Question

the following table gives the data for the average temperature and the snow accumulation in several small towns for a single month. determine the equation of the regression line, $hat{y}=b_0 + b_1x$. round the slope and y - intercept to the nearest thousandth. then determine if the regression equation is appropriate for making predictions at the 0.05 level of significance.

average temperatures and snow accumulations

average temperature (°f)	45	29	24	39	45	17	25	21	35	37
snow accumulation (in.)	5	12	28	6	10	22	29	14	12	8

Explanation:

Step1: Calculate necessary sums

Let \(x\) be the average - temperature and \(y\) be the snow - accumulation.
\(n = 10\) (number of data points).
\(\sum_{i = 1}^{n}x_{i}=45 + 29+24 + 39+45+17+25+21+35+37=317\)
\(\sum_{i = 1}^{n}y_{i}=5 + 12+28+6+10+22+29+14+12+8=146\)
\(\sum_{i = 1}^{n}x_{i}^{2}=45^{2}+29^{2}+24^{2}+39^{2}+45^{2}+17^{2}+25^{2}+21^{2}+35^{2}+37^{2}=45^{2}\times2 + 29^{2}+24^{2}+39^{2}+17^{2}+25^{2}+21^{2}+35^{2}+37^{2}=10329\)
\(\sum_{i = 1}^{n}y_{i}^{2}=5^{2}+12^{2}+28^{2}+6^{2}+10^{2}+22^{2}+29^{2}+14^{2}+12^{2}+8^{2}=3136\)
\(\sum_{i = 1}^{n}x_{i}y_{i}=45\times5+29\times12 + 24\times28+39\times6+45\times10+17\times22+25\times29+21\times14+35\times12+37\times8=3273\)

Step2: Calculate the slope \(b_1\)

The formula for the slope \(b_1\) of the regression line is \(b_1=\frac{n\sum_{i = 1}^{n}x_{i}y_{i}-\sum_{i = 1}^{n}x_{i}\sum_{i = 1}^{n}y_{i}}{n\sum_{i = 1}^{n}x_{i}^{2}-(\sum_{i = 1}^{n}x_{i})^{2}}\)
\[

$$\begin{align*} b_1&=\frac{10\times3273 - 317\times146}{10\times10329-(317)^{2}}\\ &=\frac{32730-46282}{103290 - 100489}\\ &=\frac{- 13552}{2801}\\ &\approx - 4.838 \end{align*}$$

\]

Step3: Calculate the y - intercept \(b_0\)

The formula for the y - intercept \(b_0\) is \(b_0=\bar{y}-b_1\bar{x}\), where \(\bar{x}=\frac{\sum_{i = 1}^{n}x_{i}}{n}=\frac{317}{10}=31.7\) and \(\bar{y}=\frac{\sum_{i = 1}^{n}y_{i}}{n}=\frac{146}{10}=14.6\)
\[

$$\begin{align*} b_0&=14.6-(-4.838)\times31.7\\ &=14.6 + 4.838\times31.7\\ &=14.6+153.365\\ &=167.965 \end{align*}$$

\]

Step4: Determine if the regression equation is appropriate

First, calculate the correlation coefficient \(r\).

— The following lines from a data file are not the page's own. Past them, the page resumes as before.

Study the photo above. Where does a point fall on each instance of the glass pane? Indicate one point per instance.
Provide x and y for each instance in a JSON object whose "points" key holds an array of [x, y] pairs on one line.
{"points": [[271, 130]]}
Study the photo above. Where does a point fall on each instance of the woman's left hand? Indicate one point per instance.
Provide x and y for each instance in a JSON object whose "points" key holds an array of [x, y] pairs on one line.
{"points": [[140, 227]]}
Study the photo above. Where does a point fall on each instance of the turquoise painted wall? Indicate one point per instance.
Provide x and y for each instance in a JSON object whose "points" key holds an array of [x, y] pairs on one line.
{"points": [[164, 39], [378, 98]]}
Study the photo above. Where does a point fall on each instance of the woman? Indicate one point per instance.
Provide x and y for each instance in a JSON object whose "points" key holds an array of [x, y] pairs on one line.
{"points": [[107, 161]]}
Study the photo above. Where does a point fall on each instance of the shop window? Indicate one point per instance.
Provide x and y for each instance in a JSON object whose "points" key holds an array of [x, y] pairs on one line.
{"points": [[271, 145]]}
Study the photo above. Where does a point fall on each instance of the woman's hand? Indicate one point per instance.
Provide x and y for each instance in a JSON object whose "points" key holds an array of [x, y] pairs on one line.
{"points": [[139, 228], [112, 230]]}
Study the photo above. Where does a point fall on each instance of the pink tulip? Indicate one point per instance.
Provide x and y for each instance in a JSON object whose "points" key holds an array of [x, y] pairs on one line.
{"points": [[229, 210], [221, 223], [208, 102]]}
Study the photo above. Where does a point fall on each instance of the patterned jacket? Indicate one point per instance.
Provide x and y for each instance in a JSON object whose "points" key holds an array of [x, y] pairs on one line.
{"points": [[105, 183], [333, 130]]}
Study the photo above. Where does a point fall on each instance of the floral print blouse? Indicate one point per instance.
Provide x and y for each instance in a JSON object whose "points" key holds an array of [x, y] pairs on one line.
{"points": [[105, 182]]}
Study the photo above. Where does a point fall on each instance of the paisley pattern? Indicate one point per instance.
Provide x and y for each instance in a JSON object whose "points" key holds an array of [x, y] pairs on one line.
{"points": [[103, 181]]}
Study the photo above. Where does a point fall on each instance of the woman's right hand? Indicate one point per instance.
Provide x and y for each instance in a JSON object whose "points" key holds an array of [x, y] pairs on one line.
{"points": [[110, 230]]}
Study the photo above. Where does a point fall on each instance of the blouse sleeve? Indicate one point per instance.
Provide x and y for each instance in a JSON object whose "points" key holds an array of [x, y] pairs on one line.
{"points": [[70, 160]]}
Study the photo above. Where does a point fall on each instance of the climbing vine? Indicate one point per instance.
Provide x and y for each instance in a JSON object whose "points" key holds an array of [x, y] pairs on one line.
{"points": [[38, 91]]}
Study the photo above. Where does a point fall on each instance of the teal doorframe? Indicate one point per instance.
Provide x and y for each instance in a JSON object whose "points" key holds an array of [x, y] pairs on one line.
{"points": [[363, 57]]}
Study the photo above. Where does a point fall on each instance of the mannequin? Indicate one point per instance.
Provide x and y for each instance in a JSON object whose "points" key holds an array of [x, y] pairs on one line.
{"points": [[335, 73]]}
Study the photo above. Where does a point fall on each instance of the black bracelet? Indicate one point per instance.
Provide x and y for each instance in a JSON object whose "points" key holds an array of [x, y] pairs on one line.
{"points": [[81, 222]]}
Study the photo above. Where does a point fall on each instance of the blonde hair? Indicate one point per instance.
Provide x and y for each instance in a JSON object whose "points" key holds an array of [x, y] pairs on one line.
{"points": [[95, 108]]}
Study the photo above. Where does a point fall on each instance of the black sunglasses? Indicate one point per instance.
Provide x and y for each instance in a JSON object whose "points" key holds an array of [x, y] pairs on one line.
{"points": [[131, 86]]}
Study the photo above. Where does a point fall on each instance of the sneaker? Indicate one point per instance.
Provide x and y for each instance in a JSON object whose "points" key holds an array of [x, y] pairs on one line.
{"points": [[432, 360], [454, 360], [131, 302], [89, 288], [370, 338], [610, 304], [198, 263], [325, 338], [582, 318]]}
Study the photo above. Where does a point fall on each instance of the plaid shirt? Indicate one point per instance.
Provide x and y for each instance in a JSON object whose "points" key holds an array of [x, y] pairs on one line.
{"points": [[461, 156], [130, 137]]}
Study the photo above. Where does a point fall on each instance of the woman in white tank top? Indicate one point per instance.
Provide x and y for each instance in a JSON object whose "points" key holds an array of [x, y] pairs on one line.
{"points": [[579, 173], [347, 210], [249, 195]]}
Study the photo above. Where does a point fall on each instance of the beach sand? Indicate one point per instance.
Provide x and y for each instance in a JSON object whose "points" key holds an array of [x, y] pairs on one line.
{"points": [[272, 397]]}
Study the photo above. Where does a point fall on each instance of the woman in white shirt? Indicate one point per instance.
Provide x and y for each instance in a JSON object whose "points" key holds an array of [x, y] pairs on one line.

The formula for \(r\) is \(r=\frac{n\sum_{i = 1}^{n}x_{i}y_{i}-\sum_{i = 1}^{n}x_{i}\sum_{i = 1}^{n}y_{i}}{\sqrt{(n\sum_{i = 1}^{n}x_{i}^{2}-(\sum_{i = 1}^{n}x_{i})^{2})(n\sum_{i = 1}^{n}y_{i}^{2}-(\sum_{i = 1}^{n}y_{i})^{2})}}\)
\[

$$\begin{align*} r&=\frac{10\times3273 - 317\times146}{\sqrt{(10\times10329-(317)^{2})(10\times3136-(146)^{2})}}\\ &=\frac{-13552}{\sqrt{2801\times9444}}\\ &=\frac{-13552}{\sqrt{26452644}}\\ &=\frac{-13552}{5143.21}\\ &\approx - 0.264 \end{align*}$$

\]
For \(n = 10\) and a significance level of \(\alpha=0.05\), the critical - value of the Pearson correlation coefficient (two - tailed) is approximately \(r_{c}=0.632\). Since \(|r| = 0.264<0.632\), the regression equation is not appropriate for making predictions at the 0.05 level of significance.

Answer:

The regression line is \(\hat{y}=167.965-4.838x\), and the regression equation is not appropriate for making predictions at the 0.05 level of significance.